Bien sûr, le commerce ne sera pas le seul secteur impacté. Le marché du logement, mondialement comme localement, devrait être totalement chamboulé, avec des chutes probables de valeurs financières. La capacité des états ou des collectivités territoriales à assurer leurs fonctions historiques risque d’être fortement remise en cause, tant en termes de prestations sociales, de financement de l’éducation ou de la santé que de gestion des moyens de transport. Si ce n’est pas directement, cela le sera au moins indirectement comme conséquence des troubles et des conflits géopolitiques qui ne manqueraient de subvenir, notamment au travers de nationalismes exacerbés. Enfin, loin de réduire les risques environnementaux à court et moyen termes, cela pourrait au contraire les amplifier avec des postures politiques visant à maintenir pouvoir d’achat et volumes de consommation, par exemple en favorisant l’utilisation de certaines énergies fossiles (charbon, pétrole)[1] voire à prolonger la durée de vie des équipements.
La crise de la Covid-19 aura peut-être servi de révélateur de cette situation : elle a accéléré la baisse de la natalité, elle a montré l’importance de certains personnels, comme elle a dévoilé les conséquences des difficultés de production et d’approvisionnement.

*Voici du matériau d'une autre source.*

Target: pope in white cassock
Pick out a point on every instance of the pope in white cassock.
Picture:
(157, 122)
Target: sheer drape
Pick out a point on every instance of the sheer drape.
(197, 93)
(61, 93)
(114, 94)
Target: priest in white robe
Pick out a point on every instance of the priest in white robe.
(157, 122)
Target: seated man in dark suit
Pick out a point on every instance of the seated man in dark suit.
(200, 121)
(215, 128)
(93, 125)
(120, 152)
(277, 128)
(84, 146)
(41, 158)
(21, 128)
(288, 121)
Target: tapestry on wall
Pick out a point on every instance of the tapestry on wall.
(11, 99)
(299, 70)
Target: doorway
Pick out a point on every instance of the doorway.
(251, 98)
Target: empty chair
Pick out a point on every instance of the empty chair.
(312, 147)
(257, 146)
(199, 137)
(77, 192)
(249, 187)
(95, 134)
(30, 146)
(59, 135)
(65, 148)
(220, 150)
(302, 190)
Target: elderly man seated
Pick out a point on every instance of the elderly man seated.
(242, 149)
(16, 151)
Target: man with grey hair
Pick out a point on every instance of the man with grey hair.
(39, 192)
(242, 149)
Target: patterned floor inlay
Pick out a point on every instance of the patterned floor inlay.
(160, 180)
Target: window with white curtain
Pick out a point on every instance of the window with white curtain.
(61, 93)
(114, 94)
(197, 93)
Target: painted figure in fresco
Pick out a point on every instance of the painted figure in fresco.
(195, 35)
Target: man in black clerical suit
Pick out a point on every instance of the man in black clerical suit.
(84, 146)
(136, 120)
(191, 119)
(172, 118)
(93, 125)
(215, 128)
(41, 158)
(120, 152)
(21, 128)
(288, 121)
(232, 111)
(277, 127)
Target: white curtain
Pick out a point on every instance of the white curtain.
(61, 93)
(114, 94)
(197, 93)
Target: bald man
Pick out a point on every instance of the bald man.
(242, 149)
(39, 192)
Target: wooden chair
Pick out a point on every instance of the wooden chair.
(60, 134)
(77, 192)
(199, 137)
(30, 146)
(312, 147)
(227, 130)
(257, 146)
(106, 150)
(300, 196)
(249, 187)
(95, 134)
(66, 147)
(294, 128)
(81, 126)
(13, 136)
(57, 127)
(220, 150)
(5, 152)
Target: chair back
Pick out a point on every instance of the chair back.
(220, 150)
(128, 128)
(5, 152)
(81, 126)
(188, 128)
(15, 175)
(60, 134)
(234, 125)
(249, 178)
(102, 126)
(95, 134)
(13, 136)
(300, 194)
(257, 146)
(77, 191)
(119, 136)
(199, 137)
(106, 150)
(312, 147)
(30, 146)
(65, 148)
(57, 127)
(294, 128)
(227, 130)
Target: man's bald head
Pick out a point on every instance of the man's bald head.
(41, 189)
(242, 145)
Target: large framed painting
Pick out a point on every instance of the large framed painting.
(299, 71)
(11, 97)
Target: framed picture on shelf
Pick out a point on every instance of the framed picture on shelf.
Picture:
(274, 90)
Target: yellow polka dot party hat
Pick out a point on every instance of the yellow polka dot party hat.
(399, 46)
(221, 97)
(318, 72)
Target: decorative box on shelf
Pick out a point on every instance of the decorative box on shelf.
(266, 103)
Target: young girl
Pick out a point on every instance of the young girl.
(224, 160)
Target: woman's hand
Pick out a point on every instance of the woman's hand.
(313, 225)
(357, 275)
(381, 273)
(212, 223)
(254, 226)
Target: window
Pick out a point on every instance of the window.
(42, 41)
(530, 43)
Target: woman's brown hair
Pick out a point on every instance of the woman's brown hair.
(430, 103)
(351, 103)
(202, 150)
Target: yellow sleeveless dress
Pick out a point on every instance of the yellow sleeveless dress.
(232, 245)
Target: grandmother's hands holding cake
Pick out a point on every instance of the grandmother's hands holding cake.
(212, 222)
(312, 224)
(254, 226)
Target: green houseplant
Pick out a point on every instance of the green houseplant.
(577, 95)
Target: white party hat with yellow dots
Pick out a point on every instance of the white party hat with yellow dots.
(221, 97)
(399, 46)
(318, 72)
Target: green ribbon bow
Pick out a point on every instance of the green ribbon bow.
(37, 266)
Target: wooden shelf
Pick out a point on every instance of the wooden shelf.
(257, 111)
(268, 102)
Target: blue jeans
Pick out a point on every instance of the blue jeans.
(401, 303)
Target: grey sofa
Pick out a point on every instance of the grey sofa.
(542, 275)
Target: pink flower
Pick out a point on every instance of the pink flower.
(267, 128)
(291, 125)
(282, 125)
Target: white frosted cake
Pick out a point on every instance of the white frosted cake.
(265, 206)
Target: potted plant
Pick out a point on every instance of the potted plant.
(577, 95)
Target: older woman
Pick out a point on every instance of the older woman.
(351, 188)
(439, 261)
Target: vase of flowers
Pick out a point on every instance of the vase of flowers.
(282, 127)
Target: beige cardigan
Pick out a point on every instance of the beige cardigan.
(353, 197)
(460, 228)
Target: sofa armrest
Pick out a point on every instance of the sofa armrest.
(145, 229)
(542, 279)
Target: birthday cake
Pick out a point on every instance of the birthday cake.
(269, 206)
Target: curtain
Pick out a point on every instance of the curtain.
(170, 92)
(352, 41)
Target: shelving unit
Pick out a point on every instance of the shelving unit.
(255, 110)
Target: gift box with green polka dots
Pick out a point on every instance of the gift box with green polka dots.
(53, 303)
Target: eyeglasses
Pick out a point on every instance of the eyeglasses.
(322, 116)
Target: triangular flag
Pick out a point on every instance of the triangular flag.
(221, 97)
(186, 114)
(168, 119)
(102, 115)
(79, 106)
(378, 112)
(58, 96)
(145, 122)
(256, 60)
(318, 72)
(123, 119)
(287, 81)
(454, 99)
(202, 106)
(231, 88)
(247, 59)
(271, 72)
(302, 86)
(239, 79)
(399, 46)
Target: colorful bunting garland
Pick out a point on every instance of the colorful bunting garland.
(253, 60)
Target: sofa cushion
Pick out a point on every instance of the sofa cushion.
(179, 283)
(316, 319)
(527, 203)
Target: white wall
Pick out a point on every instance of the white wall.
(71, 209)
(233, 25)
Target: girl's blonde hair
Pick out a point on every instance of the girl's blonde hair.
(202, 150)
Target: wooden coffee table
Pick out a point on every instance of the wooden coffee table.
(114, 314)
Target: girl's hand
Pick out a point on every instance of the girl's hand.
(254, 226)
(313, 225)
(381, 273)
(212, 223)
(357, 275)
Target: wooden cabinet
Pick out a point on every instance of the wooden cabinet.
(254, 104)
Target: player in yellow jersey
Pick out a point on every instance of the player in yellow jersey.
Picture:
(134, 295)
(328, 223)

Alors quels scénarios pour le commerce et la distribution ? Une stratégie plutôt à court terme axée sur le marketing, le « social selling » et le « retail media » ? Une réorganisation partielle ou totale de la chaîne d’approvisionnement ; de nouveaux partages de la chaîne d’information avec les fournisseurs accompagnant un recentrage drastique des offres ? Une adoption massive des ressources technologiques passant de l’industrie 4.0 au commerce 4.0 ? Ou l’accompagnement des consommateurs vers la société 5.0 ?
[1] Document présenté lors de la création du PICOM – Pôle de Compétitivité des Industries du Commerce – février 2005 page 14 et suivantes.
[2] Hors Japon.
[3] Chiffres 2022.
[4] 80,1 pour l’Europe et 85 prévus en 2050. Soit 35% de plus de 60 ans et 16% de moins de 18 ans.
[5] Auguste Comte, disait « la démographie, c’est le destin ».
[6] https://www.lesechos.fr/2017/06/quand-le-responsable-des-achats-remplace-la-menagere-172703
[7] C’est le projet de l’Industrie 4.0 notamment développé par l’Allemagne, le Japon, la Chine et la Corée du Nord.
[8] Bouclier tarifaire, remises, subventions, baisse des aides à la rénovation thermique, réactivation des centrales à charbon, etc.